Some types of data providers explicitly make data available for use in scientific research projects. Others merely provide data as a way to grow their business ecosystem (“developer API”).

  • Where is the website or API owner located (e.g., registered office, central administration, place of business)? From where is the data extracted (e.g., server location)?
  • What type of data provider is data being extracted from (e.g., scraped from a website, collected from an API; is the data provider explicitly offering the data for extraction, or is the data provided as part of a development platform? Is the data source aggregating/collecting data from third parties (e.g., through web scraping or APIs)? Does the data provider have the right to display the data?)?
  • How public is the data access (e.g., public on the web, hidden behind a login screen but publicly accessible for anyone, hidden after a login screen only accessible with special permissions)?
  • Is the displayed data personalized or customized in any way (e.g., not personalized, customized for a larger group of persons, customized for a specific user)?
  • Could potential harm be inflicted from using the data, either for the users/entities or pertaining to the firm’s business model (e.g., competition)? What is the risk for users and/or firms if the raw data would become public unintentionally?
  • Does the data provider disallow the use of automated collections, either via robots.txt, the site’s or API’s terms of use, or any other contracts? Have contracts been accepted (implicitly by continuing to use the site/service, or explicitly by signing up for an account with the website or service)?
  • Does the data provider attach a specific license to the use of the data, and what does this license imply for subsequent data use?

4. Relationship of the researcher with the data provider

Some of the legal concerns could be resolved if the researcher obtained the data provider’s permission.

  • Has the data provider approved the data collection (e.g., implicitly or explicitly)?
  • What are the conditions under which approval has been given (e.g., disguise the identity of the data provider in the paper)?
  • Has the data provider been notified about the data collection (e.g., How? How many times? Has the data provider reacted?)? Would notification be feasible?
  • Are any fees being paid for the data collection (e.g., for an API)?

5. Data management and usage

A researcher may risk violating privacy regulations or other laws when storing, working with, or sharing data.

  • Is the raw data being stored during the collection or directly parsed?
  • How (e.g., file server, file format), why (e.g., reproducibility/verification of research results), and for how long is the raw data stored after the collection?
  • Is the data publicly accessible, are shared with members of a research unit or department?
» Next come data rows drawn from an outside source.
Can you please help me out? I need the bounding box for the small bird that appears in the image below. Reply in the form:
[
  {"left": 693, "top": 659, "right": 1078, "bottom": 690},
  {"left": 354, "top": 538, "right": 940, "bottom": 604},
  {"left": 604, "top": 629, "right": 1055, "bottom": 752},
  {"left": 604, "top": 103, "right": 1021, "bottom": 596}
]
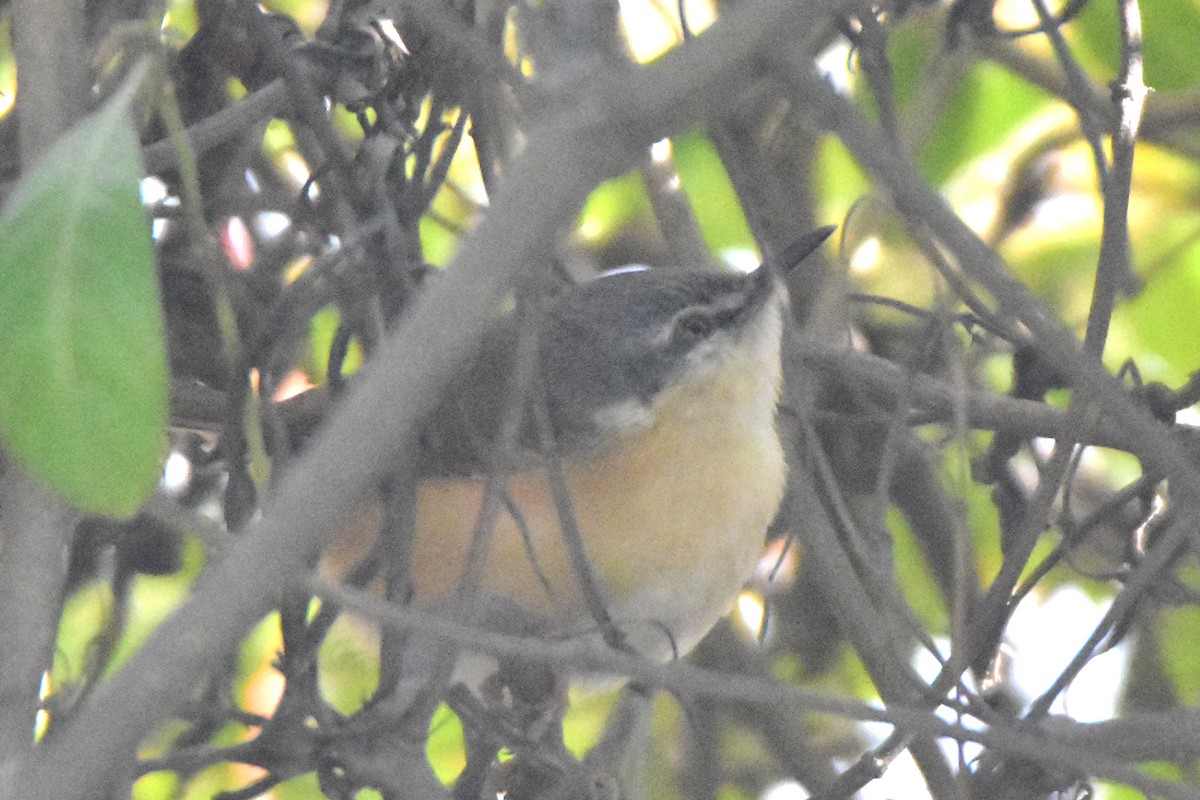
[{"left": 331, "top": 229, "right": 829, "bottom": 660}]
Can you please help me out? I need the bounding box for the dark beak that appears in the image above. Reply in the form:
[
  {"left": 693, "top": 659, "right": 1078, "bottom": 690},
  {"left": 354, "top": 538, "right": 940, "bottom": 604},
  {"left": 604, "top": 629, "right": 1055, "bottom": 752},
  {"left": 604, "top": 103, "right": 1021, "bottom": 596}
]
[{"left": 779, "top": 225, "right": 838, "bottom": 272}]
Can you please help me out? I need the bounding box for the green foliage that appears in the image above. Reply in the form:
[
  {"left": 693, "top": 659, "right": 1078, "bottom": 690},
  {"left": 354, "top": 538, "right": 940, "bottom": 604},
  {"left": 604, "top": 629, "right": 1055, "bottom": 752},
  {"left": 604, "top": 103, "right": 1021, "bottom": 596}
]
[{"left": 0, "top": 68, "right": 167, "bottom": 517}]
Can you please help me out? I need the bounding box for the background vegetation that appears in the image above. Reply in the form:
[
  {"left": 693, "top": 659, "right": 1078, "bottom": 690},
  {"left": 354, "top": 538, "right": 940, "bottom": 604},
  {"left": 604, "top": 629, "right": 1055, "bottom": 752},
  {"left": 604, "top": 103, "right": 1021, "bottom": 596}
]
[{"left": 0, "top": 0, "right": 1200, "bottom": 800}]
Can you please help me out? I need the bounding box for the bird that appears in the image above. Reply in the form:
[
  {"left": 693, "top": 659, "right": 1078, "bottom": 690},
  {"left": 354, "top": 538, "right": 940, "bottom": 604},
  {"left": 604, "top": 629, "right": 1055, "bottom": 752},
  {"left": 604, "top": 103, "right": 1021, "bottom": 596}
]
[{"left": 328, "top": 228, "right": 832, "bottom": 661}]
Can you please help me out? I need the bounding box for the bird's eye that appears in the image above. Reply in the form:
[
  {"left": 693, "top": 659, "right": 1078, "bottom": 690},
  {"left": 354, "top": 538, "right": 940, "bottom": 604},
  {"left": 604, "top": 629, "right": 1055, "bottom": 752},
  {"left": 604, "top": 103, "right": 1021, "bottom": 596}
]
[{"left": 674, "top": 311, "right": 716, "bottom": 342}]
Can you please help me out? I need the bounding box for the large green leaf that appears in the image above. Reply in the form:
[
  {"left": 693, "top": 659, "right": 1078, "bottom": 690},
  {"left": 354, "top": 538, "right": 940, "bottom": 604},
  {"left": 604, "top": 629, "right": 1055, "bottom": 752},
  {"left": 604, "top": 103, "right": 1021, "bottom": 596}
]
[{"left": 0, "top": 71, "right": 168, "bottom": 516}]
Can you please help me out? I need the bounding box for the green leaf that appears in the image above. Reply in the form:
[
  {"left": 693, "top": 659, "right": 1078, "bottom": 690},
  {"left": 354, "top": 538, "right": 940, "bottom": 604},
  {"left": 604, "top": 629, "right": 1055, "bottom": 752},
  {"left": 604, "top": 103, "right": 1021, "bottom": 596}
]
[{"left": 0, "top": 73, "right": 168, "bottom": 517}]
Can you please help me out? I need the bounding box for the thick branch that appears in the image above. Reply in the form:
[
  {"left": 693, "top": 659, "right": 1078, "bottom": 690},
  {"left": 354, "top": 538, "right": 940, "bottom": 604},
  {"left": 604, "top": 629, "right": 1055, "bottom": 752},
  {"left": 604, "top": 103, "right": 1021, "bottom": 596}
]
[{"left": 14, "top": 0, "right": 828, "bottom": 800}]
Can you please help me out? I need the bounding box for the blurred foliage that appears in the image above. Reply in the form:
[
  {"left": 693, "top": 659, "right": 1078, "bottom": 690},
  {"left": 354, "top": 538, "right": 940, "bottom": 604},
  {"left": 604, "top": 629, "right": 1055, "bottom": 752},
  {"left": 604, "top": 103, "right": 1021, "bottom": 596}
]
[{"left": 7, "top": 0, "right": 1200, "bottom": 800}]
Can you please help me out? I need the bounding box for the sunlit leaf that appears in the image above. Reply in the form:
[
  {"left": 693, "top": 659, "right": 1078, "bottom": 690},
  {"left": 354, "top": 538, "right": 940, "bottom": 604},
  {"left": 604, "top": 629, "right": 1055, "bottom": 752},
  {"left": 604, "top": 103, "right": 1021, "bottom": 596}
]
[
  {"left": 671, "top": 132, "right": 755, "bottom": 253},
  {"left": 0, "top": 68, "right": 167, "bottom": 516}
]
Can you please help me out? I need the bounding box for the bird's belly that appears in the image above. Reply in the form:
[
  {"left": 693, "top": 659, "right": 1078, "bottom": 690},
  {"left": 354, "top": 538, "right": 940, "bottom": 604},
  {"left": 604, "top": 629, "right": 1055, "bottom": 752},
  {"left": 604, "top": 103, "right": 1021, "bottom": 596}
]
[{"left": 413, "top": 395, "right": 785, "bottom": 658}]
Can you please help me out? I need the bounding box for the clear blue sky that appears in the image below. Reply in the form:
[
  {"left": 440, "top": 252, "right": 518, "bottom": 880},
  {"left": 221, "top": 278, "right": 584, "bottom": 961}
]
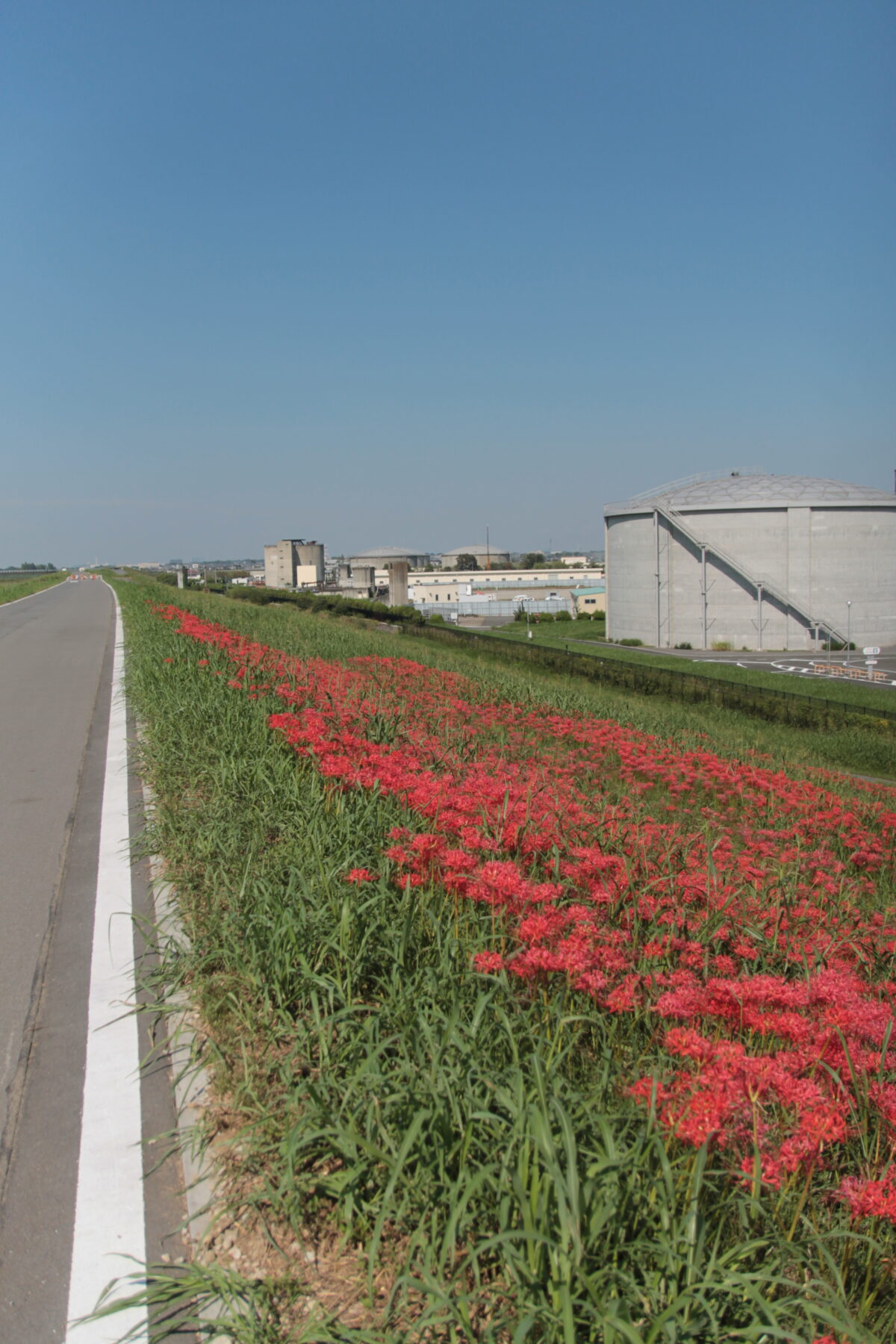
[{"left": 0, "top": 0, "right": 896, "bottom": 564}]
Or is the data only accessible to coauthors?
  • How will the stored data be used? How has the raw data been aggregated? Have entities been disguised (anonymization?)
  • At what level of detail are statistical results reported (e.g., summary statistics, correlation tables, parameter estimates from a model, cross tabs, package with a trained machine learning model based on the data)?
  • Has a license been chosen for the final data set? Is the license compatible with potentially inherited licenses (e.g., creative commons)?